I'm not looking at doing it this way to save memory.  Nor am I doing it
to make the thing faster (except perhaps in some very long term view, in
which going concurrency-oriented is the ultimate speedup).  I'm taking
this approach because it looks like the best way to make the thing
actually work.  Which, interestingly, is also very important in
telephony.

In a paper I can't immediately identify right now, the authors remarked
that Erlang programmers often spend a fair amount of time trying to
measure what's fast in Erlang, then writing stuff using what they
discover is fast.  The authors were disturbed, saying that they'd
prefer that Erlang programmers implement things so as to be *clear* in
Erlang, so that maintainers of the Erlang interpreter and compiler would
know what to target for optimization.

And now we have James Hague pointing out that an ambiguity (?) in Erlang
semantics means that he's now got a great optimization, but one that
might go away if Erlang is allowed to optimize it out.  Well, C is
really great for optimizing stuff, but I've had my "lightweight
semantics" optimizations in that language optimized out by a subsequent
release of the compiler, and I deserved what I got.  One of C's
co-designers contributed the now-famous saying: "Premature optimization
is the root of all evil in software."  Probably because, with that
language being what it is, he'd seen a lot more evil than most of us.
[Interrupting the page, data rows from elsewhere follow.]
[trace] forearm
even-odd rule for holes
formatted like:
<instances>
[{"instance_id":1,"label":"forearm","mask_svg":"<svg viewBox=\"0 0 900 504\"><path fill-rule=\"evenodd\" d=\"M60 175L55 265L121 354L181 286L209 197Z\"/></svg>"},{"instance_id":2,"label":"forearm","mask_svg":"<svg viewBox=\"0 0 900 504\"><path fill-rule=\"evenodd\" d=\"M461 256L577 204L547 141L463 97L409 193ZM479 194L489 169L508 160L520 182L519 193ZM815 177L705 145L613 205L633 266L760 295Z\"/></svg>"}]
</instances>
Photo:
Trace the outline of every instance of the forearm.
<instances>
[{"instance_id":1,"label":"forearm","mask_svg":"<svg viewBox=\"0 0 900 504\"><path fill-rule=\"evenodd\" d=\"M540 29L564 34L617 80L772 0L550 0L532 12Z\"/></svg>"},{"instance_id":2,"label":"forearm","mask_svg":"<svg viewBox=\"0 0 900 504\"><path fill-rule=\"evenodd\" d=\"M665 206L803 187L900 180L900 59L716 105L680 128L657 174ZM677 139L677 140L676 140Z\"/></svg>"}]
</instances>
It's hard habit to acquire (because optimization can be so much fun),
but it's a good one: the habit of asking yourself, in contemplating an
optimization, "Would this solve the real problem?  Or just compensate
for it?"  Sometimes (especially in legacy computing environments)
compensation is the best you can do -- there's a black box you can't
get into and fix.  But if that's the reason, you should know it.  And
if there's a better language for those compensating optimizations, you
should use it.

-michael turner